Por otro lado, los protocolos de la Conferencia Episcopal aseguran el cumplimiento absoluto del decreto supremo que prohíbe las “aglomeraciones” con los aforos reducidos y el horario múltiple de celebraciones en edificaciones amplias, entre otras medidas. Y si quizá algún ignorante piensa argüir que “no hay garantía” de que esos protocolos se cumplan, pues basta señalarle que durante la emergencia la Iglesia ha demostrado tener una eficiencia logística y humana mucho mayor a la del Estado, pues no ha interrumpido sino más bien acrecentado su labor asistencial alimentaria salvando a millones de la inanición.

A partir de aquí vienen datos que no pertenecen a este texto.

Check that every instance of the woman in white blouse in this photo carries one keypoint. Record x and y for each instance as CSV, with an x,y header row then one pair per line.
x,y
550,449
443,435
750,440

Por no mencionar las innumerables gestiones por las plantas de oxígeno y tantas otras historias de heroísmo y compromiso que las distintas confesiones han demostrado en estos días terribles. Solo esto bastaría para demostrar lo evidente: que una parroquia en el Perú está mucho más capacitada para cumplir estrictamente con los protocolos que una sede del Banco de la Nación o una comisaría, por ejemplo.
Las más altas magistraturas de Francia y Alemania le han enmendado la plana al Estado en lo que respecta a la restricción del culto público durante las cuarentenas. Incluso el Consejo de Estado francés le dio al gobierno de Macron ocho días de plazo para reabrir las iglesias. El Tribunal Constitucional alemán, por su parte, ha llegado a reconocer que el cierre de iglesias fue una “grave intromisión” contra un derecho fundamental. Pero aquí en el Perú no faltará el teófobo disfrazado de sanitarista que dirá que estos derechos fundamentales solo pueden ejercerse en países desarrollados y que nosotros, por pobres, deberíamos olvidarnos de ellos si el Estado lo dicta así. ¡Qué buena raza! Sí somos buenos para calcar cuarentenas pensadas para realidades donde no existe la economía informal, pero a la hora de ejercer nuestros derechos fundamentales ahí volvemos a ser una Ruanda cuartomundista en la que nuestro deber es ser un buen esclavo y callar.
Pero veamos cómo va nuestro barrio hispanoamericano: Guayaquil, el otrora epicentro de mortalidad mundial de la pandemia, tiene culto público desde el 15 de julio. En Colombia, desde el 1 de septiembre se han reabierto las iglesias y el culto. En Bolivia ocurre lo propio desde el 17 de julio en Santa Cruz y en La Paz desde el 13 de septiembre. Finalmente, en Chile, el culto público volvió a partir del 21 de septiembre. De manera oficial en todos los casos y sin que se registre ninguna hecatombe sanitaria.
Solo el Perú permanece en este limbo extraño. Lo que me hace pensar en ocasiones en intentos misteriosos de control totalitario de las conciencias por parte de algunos ideólogos enquistados en el Poder Ejecutivo. Y, más lamentable aún, en una complicidad nefanda por parte de clérigos ideologizados y otros quintacolumnistas.
Esperemos que luego de la boutade presidencial los lugares donde las iglesias se han reabierto no reculen en su decisión. Y que los sacerdotes y obispos de otros lugares se animen, motu proprio, a restablecer lo más pronto posible el culto divino y apacentar a sus feligreses. El Estado, muy probablemente, no hará nada al respecto si observa vigor y decisión por parte de los pastores.
No vaya a ser que su rebaño acabe por abandonarlos por su debilidad y pilatismo.